The governor also committed a total of more than $924 million in funding in the FY2022 budget, an increase of nearly $50 million, to pre-K education. The increase consists of $24 million for existing programs and $26 million to expand access to high-quality preschool programs in more school districts.

The budget also continues the Supplemental Wraparound Program, which provides $4.5 million to assist families with before-school and after-school care for children of lower income families.

The governor’s proposed budget would prepare students for jobs of the future by advancing STEM (science, technology, engineering, math) programs and funding initiatives in career and technical education.

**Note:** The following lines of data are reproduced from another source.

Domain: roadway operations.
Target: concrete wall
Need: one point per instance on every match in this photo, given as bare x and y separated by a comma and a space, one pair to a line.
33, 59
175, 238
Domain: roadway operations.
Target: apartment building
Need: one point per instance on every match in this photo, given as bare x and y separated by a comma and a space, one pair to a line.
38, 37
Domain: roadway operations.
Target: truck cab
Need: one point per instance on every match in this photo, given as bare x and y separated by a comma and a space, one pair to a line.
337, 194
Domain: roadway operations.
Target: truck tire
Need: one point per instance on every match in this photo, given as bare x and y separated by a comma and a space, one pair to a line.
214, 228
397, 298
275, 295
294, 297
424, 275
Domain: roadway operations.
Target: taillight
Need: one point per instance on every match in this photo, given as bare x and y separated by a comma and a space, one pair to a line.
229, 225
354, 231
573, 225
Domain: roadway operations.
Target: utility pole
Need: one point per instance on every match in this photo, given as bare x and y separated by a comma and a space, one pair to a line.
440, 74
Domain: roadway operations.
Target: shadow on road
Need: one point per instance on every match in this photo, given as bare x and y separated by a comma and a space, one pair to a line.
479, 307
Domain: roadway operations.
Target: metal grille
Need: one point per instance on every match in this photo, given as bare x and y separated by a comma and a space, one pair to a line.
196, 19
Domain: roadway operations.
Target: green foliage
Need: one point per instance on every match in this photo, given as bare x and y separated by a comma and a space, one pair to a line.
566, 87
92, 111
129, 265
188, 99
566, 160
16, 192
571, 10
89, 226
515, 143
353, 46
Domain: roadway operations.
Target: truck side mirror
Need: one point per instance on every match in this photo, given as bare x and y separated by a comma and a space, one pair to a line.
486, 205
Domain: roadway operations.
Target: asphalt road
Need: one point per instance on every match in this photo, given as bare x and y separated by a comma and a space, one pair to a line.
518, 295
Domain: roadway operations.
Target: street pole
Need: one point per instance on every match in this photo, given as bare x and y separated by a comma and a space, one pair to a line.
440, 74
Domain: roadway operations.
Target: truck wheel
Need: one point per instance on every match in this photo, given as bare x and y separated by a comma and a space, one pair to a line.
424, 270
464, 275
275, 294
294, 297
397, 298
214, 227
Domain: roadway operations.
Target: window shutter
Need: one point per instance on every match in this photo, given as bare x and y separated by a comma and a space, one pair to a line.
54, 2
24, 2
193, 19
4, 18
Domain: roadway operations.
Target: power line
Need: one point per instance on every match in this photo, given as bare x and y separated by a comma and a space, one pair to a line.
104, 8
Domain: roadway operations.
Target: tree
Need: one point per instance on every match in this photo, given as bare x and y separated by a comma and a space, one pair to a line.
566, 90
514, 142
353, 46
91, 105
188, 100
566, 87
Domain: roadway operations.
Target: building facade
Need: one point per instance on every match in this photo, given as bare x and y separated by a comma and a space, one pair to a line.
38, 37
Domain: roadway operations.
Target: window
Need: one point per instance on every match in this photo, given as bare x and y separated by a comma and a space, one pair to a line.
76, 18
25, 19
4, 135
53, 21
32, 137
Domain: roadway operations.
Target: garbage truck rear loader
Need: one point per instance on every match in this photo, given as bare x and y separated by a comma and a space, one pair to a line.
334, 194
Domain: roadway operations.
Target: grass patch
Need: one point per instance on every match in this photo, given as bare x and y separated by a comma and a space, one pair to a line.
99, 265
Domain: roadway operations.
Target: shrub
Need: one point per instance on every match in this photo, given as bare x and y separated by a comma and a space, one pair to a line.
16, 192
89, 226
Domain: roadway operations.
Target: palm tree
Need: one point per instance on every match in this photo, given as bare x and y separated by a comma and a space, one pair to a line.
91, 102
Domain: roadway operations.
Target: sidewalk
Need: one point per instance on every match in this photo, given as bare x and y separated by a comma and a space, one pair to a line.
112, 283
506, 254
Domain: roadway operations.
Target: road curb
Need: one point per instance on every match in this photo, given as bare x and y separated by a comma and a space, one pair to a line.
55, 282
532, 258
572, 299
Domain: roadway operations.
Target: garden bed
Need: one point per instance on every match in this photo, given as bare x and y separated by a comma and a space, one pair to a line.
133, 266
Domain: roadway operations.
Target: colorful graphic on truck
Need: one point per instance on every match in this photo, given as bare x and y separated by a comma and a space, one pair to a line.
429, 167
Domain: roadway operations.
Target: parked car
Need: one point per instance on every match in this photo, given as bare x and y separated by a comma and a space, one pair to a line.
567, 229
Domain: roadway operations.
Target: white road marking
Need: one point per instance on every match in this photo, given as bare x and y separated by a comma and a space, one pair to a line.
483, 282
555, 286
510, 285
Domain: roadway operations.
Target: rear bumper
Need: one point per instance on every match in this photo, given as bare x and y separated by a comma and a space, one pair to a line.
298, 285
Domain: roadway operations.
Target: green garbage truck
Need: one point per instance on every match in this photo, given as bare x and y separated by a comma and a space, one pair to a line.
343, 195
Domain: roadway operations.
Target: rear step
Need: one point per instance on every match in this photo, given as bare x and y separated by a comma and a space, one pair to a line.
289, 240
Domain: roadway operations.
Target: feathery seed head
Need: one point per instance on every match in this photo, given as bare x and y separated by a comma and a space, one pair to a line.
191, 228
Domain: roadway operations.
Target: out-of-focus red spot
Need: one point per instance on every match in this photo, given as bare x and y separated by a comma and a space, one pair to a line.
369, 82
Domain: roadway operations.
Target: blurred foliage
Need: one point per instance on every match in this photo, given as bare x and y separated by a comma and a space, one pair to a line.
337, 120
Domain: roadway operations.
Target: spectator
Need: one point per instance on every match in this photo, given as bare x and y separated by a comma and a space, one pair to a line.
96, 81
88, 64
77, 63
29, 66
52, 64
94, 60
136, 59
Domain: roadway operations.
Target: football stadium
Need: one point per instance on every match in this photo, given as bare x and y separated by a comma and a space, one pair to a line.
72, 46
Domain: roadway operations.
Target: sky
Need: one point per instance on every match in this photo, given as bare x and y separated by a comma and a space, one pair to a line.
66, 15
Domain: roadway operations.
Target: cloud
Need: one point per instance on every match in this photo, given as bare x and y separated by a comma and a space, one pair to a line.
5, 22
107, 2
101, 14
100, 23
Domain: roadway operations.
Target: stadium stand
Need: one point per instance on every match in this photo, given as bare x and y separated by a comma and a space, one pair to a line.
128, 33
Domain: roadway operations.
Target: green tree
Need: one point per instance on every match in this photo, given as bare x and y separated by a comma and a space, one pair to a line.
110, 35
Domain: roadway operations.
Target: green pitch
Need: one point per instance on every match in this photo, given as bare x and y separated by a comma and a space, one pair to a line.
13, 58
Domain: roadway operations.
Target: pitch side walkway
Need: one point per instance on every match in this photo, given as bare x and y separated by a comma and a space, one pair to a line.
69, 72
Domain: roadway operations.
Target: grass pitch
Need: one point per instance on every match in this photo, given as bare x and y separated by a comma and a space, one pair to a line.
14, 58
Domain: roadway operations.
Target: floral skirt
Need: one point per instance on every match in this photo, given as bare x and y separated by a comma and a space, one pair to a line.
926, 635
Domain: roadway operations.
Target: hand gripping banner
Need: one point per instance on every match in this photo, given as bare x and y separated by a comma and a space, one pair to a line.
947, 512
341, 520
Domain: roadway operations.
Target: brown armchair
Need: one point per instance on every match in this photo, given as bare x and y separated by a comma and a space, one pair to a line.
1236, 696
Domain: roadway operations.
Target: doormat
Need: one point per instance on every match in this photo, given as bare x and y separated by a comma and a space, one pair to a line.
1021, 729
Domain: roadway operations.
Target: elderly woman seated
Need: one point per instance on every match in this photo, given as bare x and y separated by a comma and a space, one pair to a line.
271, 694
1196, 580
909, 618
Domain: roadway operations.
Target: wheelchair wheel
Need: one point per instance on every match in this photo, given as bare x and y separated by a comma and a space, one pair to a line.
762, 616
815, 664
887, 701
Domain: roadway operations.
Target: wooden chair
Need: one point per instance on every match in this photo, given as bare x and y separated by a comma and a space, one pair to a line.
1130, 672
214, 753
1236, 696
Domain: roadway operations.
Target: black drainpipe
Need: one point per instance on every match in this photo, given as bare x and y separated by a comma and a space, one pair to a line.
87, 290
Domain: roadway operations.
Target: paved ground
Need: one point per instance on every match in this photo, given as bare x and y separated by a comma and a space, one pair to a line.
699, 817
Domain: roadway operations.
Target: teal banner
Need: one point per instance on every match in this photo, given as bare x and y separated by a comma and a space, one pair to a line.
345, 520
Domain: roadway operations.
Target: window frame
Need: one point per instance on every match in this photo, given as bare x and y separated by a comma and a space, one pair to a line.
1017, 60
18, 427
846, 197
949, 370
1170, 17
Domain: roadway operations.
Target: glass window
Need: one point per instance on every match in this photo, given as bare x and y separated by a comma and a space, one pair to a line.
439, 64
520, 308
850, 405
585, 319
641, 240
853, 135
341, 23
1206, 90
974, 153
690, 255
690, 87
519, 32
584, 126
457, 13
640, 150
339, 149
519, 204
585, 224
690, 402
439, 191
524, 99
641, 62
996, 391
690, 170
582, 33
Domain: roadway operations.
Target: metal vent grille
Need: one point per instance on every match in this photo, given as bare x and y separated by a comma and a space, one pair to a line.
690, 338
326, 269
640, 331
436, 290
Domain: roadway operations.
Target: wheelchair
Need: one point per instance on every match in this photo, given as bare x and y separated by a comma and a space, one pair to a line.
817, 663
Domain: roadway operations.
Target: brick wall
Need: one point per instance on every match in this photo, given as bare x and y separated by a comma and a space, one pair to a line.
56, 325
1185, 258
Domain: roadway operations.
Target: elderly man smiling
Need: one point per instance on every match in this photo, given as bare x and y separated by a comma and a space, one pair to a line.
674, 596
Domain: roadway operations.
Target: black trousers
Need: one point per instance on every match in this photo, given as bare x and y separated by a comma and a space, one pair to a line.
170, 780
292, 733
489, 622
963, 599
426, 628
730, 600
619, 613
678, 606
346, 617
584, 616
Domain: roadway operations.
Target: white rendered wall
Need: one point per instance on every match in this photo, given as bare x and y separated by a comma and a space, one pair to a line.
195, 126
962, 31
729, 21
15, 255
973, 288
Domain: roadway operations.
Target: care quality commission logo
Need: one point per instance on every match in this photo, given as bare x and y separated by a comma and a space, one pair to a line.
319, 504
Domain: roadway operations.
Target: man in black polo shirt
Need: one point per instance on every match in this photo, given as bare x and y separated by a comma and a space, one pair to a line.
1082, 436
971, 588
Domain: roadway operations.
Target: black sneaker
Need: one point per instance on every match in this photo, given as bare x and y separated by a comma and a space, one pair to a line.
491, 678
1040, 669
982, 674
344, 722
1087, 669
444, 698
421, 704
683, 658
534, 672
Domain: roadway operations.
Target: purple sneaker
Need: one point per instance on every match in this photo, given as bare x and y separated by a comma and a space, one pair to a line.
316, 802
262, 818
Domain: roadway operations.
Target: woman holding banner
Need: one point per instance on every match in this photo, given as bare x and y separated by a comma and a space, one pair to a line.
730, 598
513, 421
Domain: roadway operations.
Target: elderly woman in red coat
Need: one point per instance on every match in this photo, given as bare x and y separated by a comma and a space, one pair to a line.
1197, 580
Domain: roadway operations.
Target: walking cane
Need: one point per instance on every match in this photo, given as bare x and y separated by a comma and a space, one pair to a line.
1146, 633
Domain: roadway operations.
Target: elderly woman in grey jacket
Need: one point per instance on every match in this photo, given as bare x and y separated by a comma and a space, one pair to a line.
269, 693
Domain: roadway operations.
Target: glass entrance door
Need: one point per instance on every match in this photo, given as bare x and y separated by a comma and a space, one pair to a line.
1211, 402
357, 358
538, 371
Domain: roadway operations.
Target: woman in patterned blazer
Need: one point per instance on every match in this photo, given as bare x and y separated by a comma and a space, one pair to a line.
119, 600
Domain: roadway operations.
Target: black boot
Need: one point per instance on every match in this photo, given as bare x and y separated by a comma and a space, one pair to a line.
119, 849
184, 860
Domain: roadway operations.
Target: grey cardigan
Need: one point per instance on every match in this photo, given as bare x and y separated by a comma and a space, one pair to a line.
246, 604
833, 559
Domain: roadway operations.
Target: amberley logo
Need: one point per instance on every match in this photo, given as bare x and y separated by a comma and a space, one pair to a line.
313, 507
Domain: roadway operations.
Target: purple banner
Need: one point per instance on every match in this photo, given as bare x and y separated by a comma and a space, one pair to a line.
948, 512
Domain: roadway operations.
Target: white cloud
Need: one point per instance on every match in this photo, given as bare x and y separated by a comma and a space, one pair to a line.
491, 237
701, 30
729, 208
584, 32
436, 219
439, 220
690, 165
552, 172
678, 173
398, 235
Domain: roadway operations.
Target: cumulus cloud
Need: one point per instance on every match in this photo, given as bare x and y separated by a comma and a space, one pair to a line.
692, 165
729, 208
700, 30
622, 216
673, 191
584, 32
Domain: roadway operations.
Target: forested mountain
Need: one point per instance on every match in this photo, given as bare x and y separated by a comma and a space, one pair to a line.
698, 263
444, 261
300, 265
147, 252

Additionally, the proposed budget provides funding to promote school infrastructure improvements, perform safety testing, and assist school regionalization efforts.

Other highlights of the FY2022 budget proposal include:

  • $750,000 for Minority Teacher Development Grants and $550,000 to encourage retention and diversification within the teaching profession;
  • The appropriation for nursing services in nonpublic schools will increase by $1.5 million, while state funding for the nonpublic technology initiative will be restored at $5.4 million. Funding for auxiliary services provided to nonpublic school students, such as compensatory education and English as a Second Language services, will increase by $1 million;
  • An additional $974.4 million in pension and benefits to support retired educators.

Additional information on district allocations of state aid is available on the Department of Education’s School Finance webpage.